Tristezza e delusione da un lato, emozione e gioia dall'altro.
Stati d'animo opposti che hanno segnato la giornata degli azzurri agli Internazionali d'Italia vissuta in un'altalena continua di emozioni. Come nel caso di Matteo Berrettini, idolo di casa, che sul Centrale del Foro Italico ha prima assaporato l'entusiasmo dei propri tifosi e poi provato il sapore amaro della sconfitta per mano dell'australiano Alexei Popyrin.

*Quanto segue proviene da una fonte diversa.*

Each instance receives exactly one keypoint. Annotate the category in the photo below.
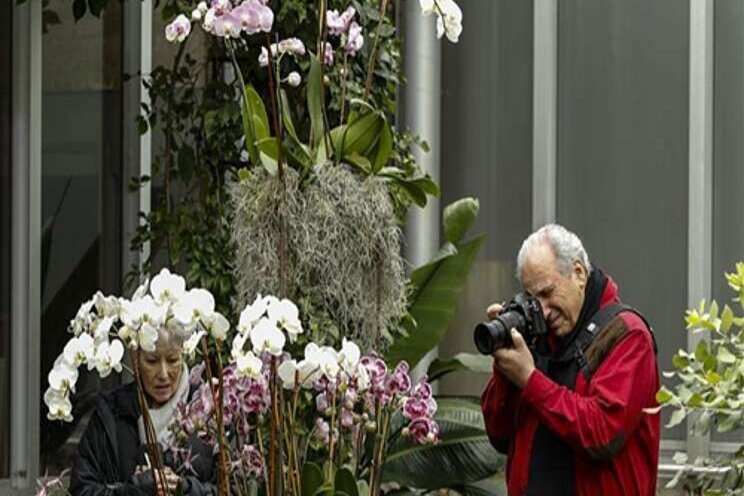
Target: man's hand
(515, 363)
(494, 309)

L'uscita al primo turno replica quanto successo nel 2017 quando ad eliminarlo all'esordio fu Fabio Fognini. Una sconfitta che costringerà il romano "ad andare a dormire con i pensieri. Adesso è giusto stare nella tristezza e nel dispiacere di quel che è successo, altrimenti vorrebbe dire che non mi interesserebbe più nulla. E non è così", sottolinea Berrettini allontanando l'idea di una pausa ed etichettando la battuta d'arresto come "una brutta giornata. Il rammarico è non essermi riuscito a godere l'atmosfera, ma non mi colpevolizzo".
Emozioni negative che ha rischiato di provare anche Jasmine Paolini, ma che l'italiana è riuscita a trasformare in gioia dopo una maratona di quasi tre ore contro la francese Jeanjeaan che l'ha vista anche commuoversi alla fine della sfida vinta in tre set. "C'è stata un po' di emozione alla fine della partita perché avevo cominciato bene, poi ho avuto qualche dubbio ed ero nervosa in campo", ammette sottolineando anche come, nonostante la pressioni di vivere un torneo da campionessa in carica e top ten, "non mi cambierei mai con la Jasmine di prima".